We dined together by the fireside. Peggotty was in attendance to
wait upon us, but my mother wouldn't let her do it, and made her
dine with us. I had my own old plate, with a brown view of a
man-of-war in full sail upon it, which Peggotty had hoarded
somewhere all the time I had been away, and would not have had
broken, she said, for a hundred pounds. I had my own old mug with
David on it, and my own old little knife and fork that wouldn't
cut.

While we were at table, I thought it a favourable occasion to tell
Peggotty about Mr. Barkis, who, before I had finished what I had to
tell her, began to laugh, and throw her apron over her face.

'Peggotty,' said my mother. 'What's the matter?'

Peggotty only laughed the more, and held her apron tight over her
face when my mother tried to pull it away, and sat as if her head
were in a bag.

'What are you doing, you stupid creature?' said my mother,
laughing.

'Oh, drat the man!' cried Peggotty. 'He wants to marry me.'

'It would be a very good match for you; wouldn't it?' said my
mother.

'Oh!

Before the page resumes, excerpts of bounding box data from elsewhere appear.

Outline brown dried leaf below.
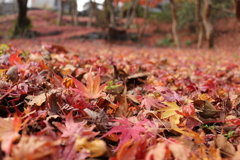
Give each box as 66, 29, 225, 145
215, 134, 236, 158
115, 86, 132, 117
6, 66, 18, 82
194, 100, 219, 118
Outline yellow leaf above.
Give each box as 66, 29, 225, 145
169, 114, 182, 128
158, 102, 180, 119
158, 102, 182, 128
74, 137, 107, 157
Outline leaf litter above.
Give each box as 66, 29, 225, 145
0, 42, 240, 160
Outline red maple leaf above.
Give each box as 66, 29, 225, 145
140, 97, 164, 110
104, 117, 147, 151
54, 112, 98, 138
8, 52, 22, 65
71, 68, 108, 99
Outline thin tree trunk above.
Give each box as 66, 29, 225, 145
71, 0, 78, 26
57, 0, 63, 25
87, 0, 94, 27
138, 0, 150, 43
13, 0, 30, 37
234, 0, 240, 21
195, 0, 203, 48
107, 0, 116, 27
124, 0, 139, 29
170, 0, 181, 48
203, 0, 214, 48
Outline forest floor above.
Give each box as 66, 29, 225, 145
0, 10, 240, 160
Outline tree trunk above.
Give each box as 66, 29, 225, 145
234, 0, 240, 21
70, 0, 78, 26
104, 0, 115, 27
87, 0, 94, 27
124, 0, 139, 29
57, 0, 63, 25
170, 0, 181, 48
138, 0, 150, 43
203, 0, 214, 48
195, 0, 203, 48
107, 0, 116, 27
13, 0, 31, 37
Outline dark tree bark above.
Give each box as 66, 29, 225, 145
234, 0, 240, 21
104, 0, 115, 27
124, 0, 139, 29
87, 0, 101, 27
57, 0, 63, 25
13, 0, 31, 37
203, 0, 214, 48
195, 0, 204, 48
70, 0, 78, 26
170, 0, 181, 48
138, 0, 150, 43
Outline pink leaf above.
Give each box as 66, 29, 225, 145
71, 68, 108, 99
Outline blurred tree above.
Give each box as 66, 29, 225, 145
234, 0, 240, 21
203, 0, 214, 48
195, 0, 204, 48
170, 0, 181, 48
70, 0, 78, 26
57, 0, 63, 25
13, 0, 31, 38
57, 0, 78, 25
103, 0, 116, 27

I don't know,' said Peggotty. 'Don't ask me. I wouldn't
have him if he was made of gold. Nor I wouldn't have anybody.'

'Then, why don't you tell him so, you ridiculous thing?' said my
mother.

'Tell him so,' retorted Peggotty, looking out of her apron. 'He
has never said a word to me about it. He knows better. If he was
to make so bold as say a word to me, I should slap his face.'

Her own was as red as ever I saw it, or any other face, I think;
but she only covered it again, for a few moments at a time, when
she was taken with a violent fit of laughter; and after two or
three of those attacks, went on with her dinner.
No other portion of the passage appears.